Out of the 16 major indices that MIDF tracked, 15 were in the positive territory except for Shenzhen which declined by -0.2%. Among the top advancers were Bombay’s Sensex (+4.3%), Tokyo’s Nikkei (+4.2%), and Jakarta’s JCI (+3.5%).

Based on the US Labour Department data, the initial unemployment claims have increased to 251,000 (+7,000) during the week ended July 16, the highest since November as more companies proceeded to announce job cuts amid growing
concerns over a recession. On an adjusted basis, initial claims rose to 248,991 last week. In the recent weeks, big tech companies including Microsoft Corp and Apple Inc have warned that they will slow down on hiring due to the global
economic uncertainty.

After 11 years, the European Central Bank (ECB) has raised its benchmark deposit rate on Thursday by 50-basis points to 0%, more than expected as it has previously guided for a 25-basis point hike. The policymakers have also unveiled its Transmission Protection Instrument (TPI), a new bond purchase scheme aimed to help more indebted euro zone countries, including Italy, and to prevent financial fragmentation within the currency bloc.

According to the Office for National Statistics, Britain’s annual consumer price inflation (CPI) rose to +9.4% in Jun-22, its highest rate in 40 years. This was up from +9.1% in the month prior and slightly above consensus estimates of +9.3%. The latest rise shows that Britain has had the highest rate of inflation among the Group of Seven advanced economies in almost 40 years. Investors are now expecting the Bank of England (BoE) to raise the interest rates from 1.25% to 1.75% next month.

The Bank of Thailand (BoT) is expected to raise its key interest rate for the first time since late 2018 from a record low of 0.5% at the next meeting. The central bank governor said that the economic recovery is still not broad-based with the export sector performing better than its pre-pandemic levels, while tourism remains low. He ruled out an off-cycle policy meeting ahead of the one scheduled on Aug 10 as the factors to be monitored are still within forecasts. In Jun-22, the BoT forecasted the economy to grow by +3.3% this year and +4.2% next year, with the headline inflation expected to be at +6.2% and +2.5% in 2022 and 2023 respectively.

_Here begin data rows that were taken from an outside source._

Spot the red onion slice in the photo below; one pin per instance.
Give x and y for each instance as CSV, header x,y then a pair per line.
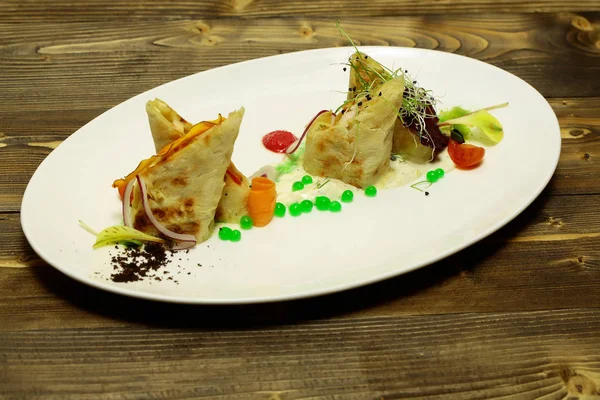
x,y
127,204
183,241
294,146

On Friday, Indonesia’s trade minister stated that the country is considering removing a domestic sales requirement for palm oil exports. This was underpinned by the high inventories which have derailed the recovery of palm oil fruit prices. After putting a temporary ban on exports in late May, Indonesia requires companies to sell a portion of their output domestically before issuing export permits, under a policy known as DMO. However, the previous temporary ban on shipments coupled with the DMO policy had led to a surge in stocks, storage issues, and a dip in the price of palm oil fruit received by farmers.